Kapolres Kendari, AKBP Jemi Junaedi pada wartawan di Kendari, Jumat, mengatakan, dari tangan para tersangka tersebut diamankan barang bukti berupa 11 buah telepon seluler, dua buah laptop, dan empat buah sepeda motor.

Saat ini, para tersangka mendekam di penjara Polres Kendari untuk mempertanggungjawabkan perbuatannya. Akibat perbuatan pencuarian itu, tersangka curanmor dikenakan pasal 362 dengan ancaman 5 tahun penjara, dan tersangka pencurian barang elektronik dikenakan pasal 363 dengan ancaman 7 tahun penjara.

"Penangkapan ini dilakukan pada Operasi Sikat Anoa, pada akhir Oktober hingga akhir November saat ini," katanya.

Untuk itu, AKBP Jemi Junaedi mengimbau warga Kota Kendari, untuk selalu berhati hati dalam membeli barang, khusunya pada penjualan penjualan barang bekas, untuk selalu memeriksa kelengkapan barang tersebut.

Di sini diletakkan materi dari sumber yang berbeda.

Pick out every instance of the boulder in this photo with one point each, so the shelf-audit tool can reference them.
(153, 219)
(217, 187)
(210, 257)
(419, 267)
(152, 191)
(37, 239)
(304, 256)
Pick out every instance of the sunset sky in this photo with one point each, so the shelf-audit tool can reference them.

Kalau untuk pembelian kendaraan bermotor bekas, sebaiknya dicek kesesuaian antara surat-surat dengan kendaraannya, misalnya antara nomor mesin atau nomor rangka kendaraan yang ada di surat-surat harus sesuai dengan yang ada di kendaraan.

"Imbauan untuk warga Kendari, tetap berhati hati saat memberi barang, diharapkan agar memeriksa sedetail detailnya barang yang akan dibeli, untuk menghindari barang curian yang diperjualbelikan," katanya.

Kepala Satuan Reserse Kriminal (Kasat Reskrim) AKP Diki Kurniawan menambahkan, berdasarkan laporan kasus kejahatan pencurian pada 2018 hingga akhir November ini mengalami penurunan dibanding periode yang sama pada 2017.

Menurut dia, kalau pada 2017 terjadi 1.050 kasus sedangkan pada 2018 hanya 356 kasus tindak pidana pencurian.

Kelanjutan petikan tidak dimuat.